[zxspectrum] OT: The Adjustment Bureau (I Guardiani del Destino)

  • From: Luca Alimandi <luca.alimandi@xxxxxxxxxx>
  • To: zxspectrum@xxxxxxxxxxxxx
  • Date: Thu, 7 Jan 2016 23:51:28 +0100

Anche se il film è un po' "attempatello" (2011), mi piaceva segnalarvelo, sia perché l'ho rivisto in questi giorni di feste, sia perché, a mio avviso, l'idea che ne è alla base è molto interessante.
"*The Adjustment Bureau*" nasce come trasposizione cinematografica di un racconto breve del grande *Philip K. Dick <https://it.wikipedia.org/wiki/Philip_K._Dick>* che, insieme ad Isaac Asimov <https://it.wikipedia.org/wiki/Isaac_Asimov> e Robert A. Heinlein <https://it.wikipedia.org/wiki/Robert_A._Heinlein>, è uno dei miei scrittori di fantascienza preferiti!...

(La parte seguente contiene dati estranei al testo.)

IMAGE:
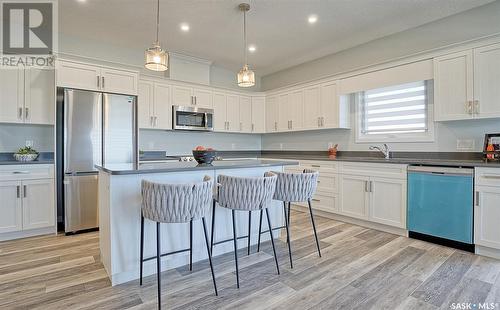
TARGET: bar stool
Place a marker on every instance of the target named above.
(244, 194)
(294, 187)
(175, 203)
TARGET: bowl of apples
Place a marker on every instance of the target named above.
(204, 155)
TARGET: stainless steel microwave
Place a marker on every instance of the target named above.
(189, 118)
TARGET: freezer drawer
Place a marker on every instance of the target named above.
(80, 208)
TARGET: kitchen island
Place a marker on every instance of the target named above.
(120, 205)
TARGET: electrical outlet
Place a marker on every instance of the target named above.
(465, 145)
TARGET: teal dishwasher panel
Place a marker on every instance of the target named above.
(441, 205)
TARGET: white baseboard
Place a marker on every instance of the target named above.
(28, 233)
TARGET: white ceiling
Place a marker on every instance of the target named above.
(278, 28)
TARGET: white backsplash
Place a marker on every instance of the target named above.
(183, 142)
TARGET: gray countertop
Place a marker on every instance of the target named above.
(408, 161)
(121, 169)
(44, 158)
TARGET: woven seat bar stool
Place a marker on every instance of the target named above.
(244, 194)
(294, 187)
(175, 203)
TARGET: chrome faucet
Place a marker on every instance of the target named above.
(385, 150)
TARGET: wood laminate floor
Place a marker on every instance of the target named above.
(360, 269)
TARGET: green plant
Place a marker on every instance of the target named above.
(26, 150)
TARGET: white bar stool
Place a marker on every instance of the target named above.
(175, 203)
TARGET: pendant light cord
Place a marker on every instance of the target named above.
(158, 22)
(245, 36)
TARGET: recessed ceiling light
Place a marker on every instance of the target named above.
(312, 19)
(184, 27)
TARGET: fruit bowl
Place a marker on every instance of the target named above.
(204, 156)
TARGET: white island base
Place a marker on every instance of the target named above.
(119, 222)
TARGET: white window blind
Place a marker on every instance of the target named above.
(395, 109)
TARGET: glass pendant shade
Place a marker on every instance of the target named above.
(246, 77)
(156, 58)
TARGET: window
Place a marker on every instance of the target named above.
(401, 113)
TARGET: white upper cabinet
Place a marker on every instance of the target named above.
(233, 113)
(453, 86)
(312, 108)
(12, 95)
(272, 114)
(220, 111)
(39, 96)
(245, 114)
(194, 97)
(145, 105)
(118, 81)
(284, 113)
(162, 106)
(295, 106)
(487, 81)
(154, 107)
(98, 78)
(27, 96)
(182, 96)
(258, 114)
(202, 98)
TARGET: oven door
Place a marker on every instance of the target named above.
(188, 118)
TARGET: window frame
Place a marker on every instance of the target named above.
(411, 137)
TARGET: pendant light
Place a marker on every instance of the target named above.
(156, 57)
(246, 77)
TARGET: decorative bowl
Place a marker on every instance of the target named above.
(25, 157)
(204, 157)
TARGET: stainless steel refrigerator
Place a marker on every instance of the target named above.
(96, 128)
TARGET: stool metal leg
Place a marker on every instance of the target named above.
(287, 226)
(249, 229)
(191, 245)
(235, 249)
(260, 231)
(158, 262)
(314, 227)
(213, 228)
(209, 255)
(142, 248)
(272, 240)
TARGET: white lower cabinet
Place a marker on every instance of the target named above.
(388, 201)
(354, 196)
(487, 211)
(11, 218)
(38, 203)
(28, 199)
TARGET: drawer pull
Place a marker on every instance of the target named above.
(492, 177)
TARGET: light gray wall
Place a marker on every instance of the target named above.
(107, 51)
(446, 135)
(14, 136)
(182, 142)
(475, 23)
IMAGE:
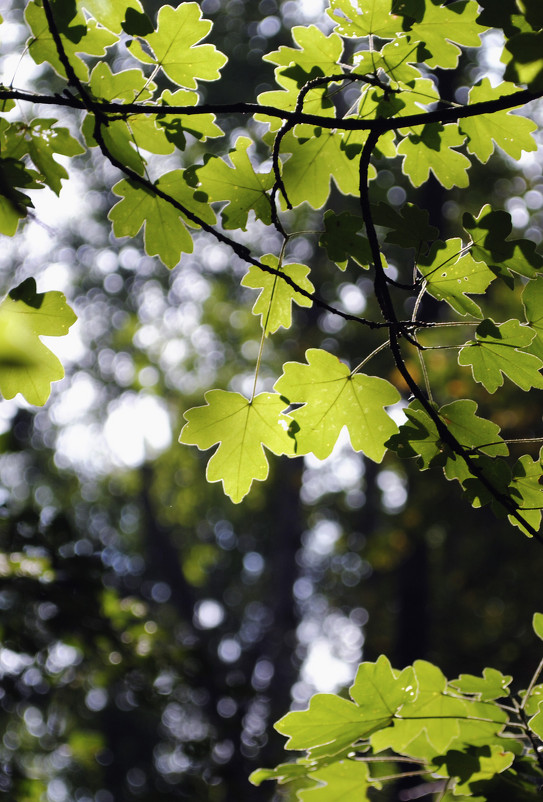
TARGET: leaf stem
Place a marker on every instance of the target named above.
(533, 681)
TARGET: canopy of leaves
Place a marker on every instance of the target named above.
(315, 161)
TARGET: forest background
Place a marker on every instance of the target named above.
(152, 632)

Il romanzo, come nella migliore tradizione di Dick, è una riflessione visionaria e ossessionata della vita e del destino come realtà predeterminata e controllata da un Grande Burattinaio, cui si contrappone l'aspirazione dell'uomo al libero arbitrio e all'autodeterminazione.

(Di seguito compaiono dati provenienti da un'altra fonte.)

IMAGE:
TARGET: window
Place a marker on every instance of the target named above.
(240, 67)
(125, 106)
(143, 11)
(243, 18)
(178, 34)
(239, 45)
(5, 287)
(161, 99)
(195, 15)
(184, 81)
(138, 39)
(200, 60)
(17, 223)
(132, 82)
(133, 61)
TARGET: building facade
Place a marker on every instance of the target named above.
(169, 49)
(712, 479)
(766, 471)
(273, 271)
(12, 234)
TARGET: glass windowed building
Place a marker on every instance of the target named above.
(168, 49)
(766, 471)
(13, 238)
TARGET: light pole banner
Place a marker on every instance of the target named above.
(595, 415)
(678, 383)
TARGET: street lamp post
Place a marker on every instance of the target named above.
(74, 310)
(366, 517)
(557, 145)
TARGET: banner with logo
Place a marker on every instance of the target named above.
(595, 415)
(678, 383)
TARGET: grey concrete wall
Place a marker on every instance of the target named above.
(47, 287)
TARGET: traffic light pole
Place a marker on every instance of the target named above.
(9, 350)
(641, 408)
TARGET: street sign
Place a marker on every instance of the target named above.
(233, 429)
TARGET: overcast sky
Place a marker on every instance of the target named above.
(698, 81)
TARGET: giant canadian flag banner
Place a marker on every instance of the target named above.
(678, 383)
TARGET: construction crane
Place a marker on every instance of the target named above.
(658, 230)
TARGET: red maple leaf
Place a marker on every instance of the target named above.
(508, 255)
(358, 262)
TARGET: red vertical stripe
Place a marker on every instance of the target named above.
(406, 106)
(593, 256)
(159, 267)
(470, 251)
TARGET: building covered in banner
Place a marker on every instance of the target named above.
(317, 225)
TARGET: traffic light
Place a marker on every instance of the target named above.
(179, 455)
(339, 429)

A parte che, come sempre, il film può piacere o non piacere, a seconda dei gusti e delle esperienze precedenti, trovo che il racconto, abbastanza ben interpretato dal regista George Nolfi, costituisca un interessante spunto per una riflessione simbolica e filosofica sul significato della vita e della libertà dell'uomo.
Forse il film, in se stesso, non è un gran che, ma l'attore principale (Matt Damon) lo interpreta in modo convincente.

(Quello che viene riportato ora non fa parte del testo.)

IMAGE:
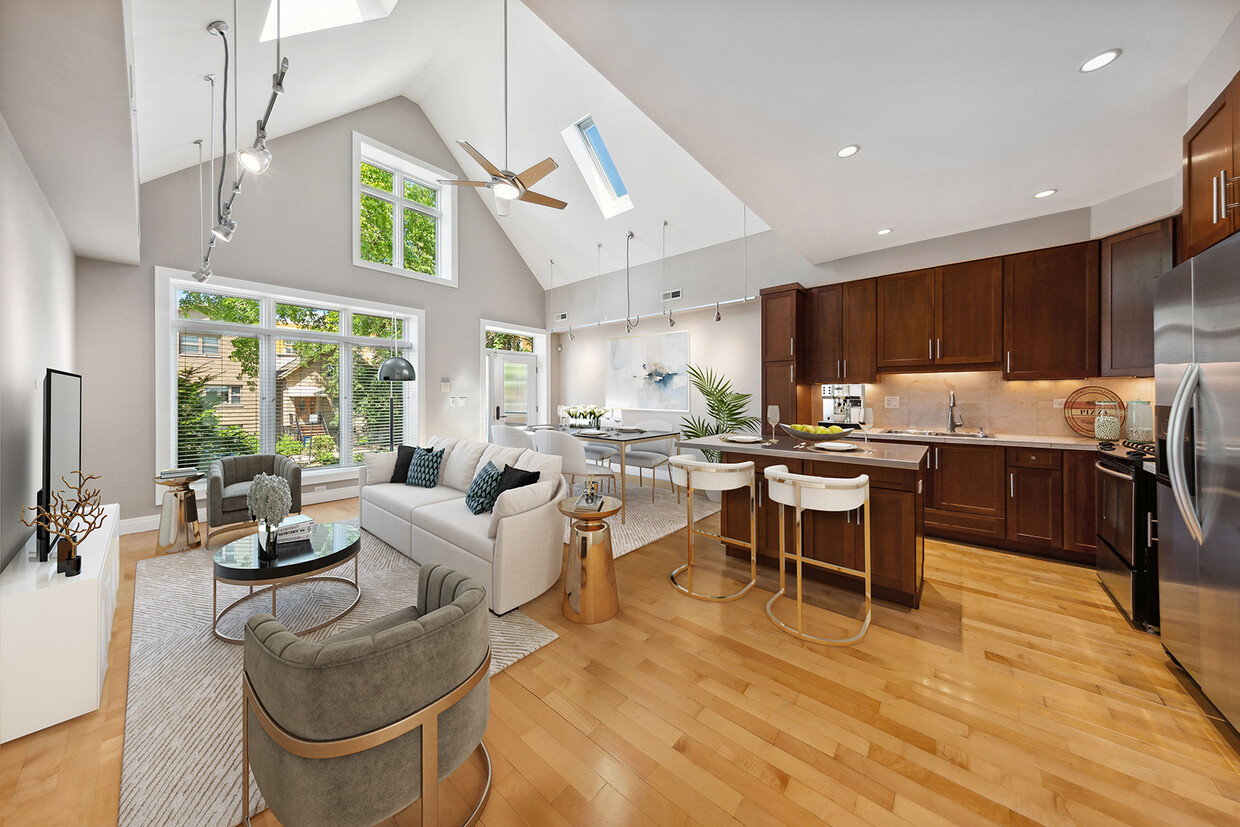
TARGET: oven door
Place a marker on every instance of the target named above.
(1115, 502)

Anche la colonna sonora di Thomas Newman <https://it.wikipedia.org/wiki/Thomas_Newman>, figlio d'arte e compositore di bellissime colonne sonore di grandi film come "Le ali della libertà" e "Il miglio verde" , non è affatto male, anche se si nota poco fino alla fine del film.

Mi piace in particolare la frase finale, letta dalla voce del narratore... ma non ve la dico adesso per non anticipare troppo per chi lo dovesse ancora vedere!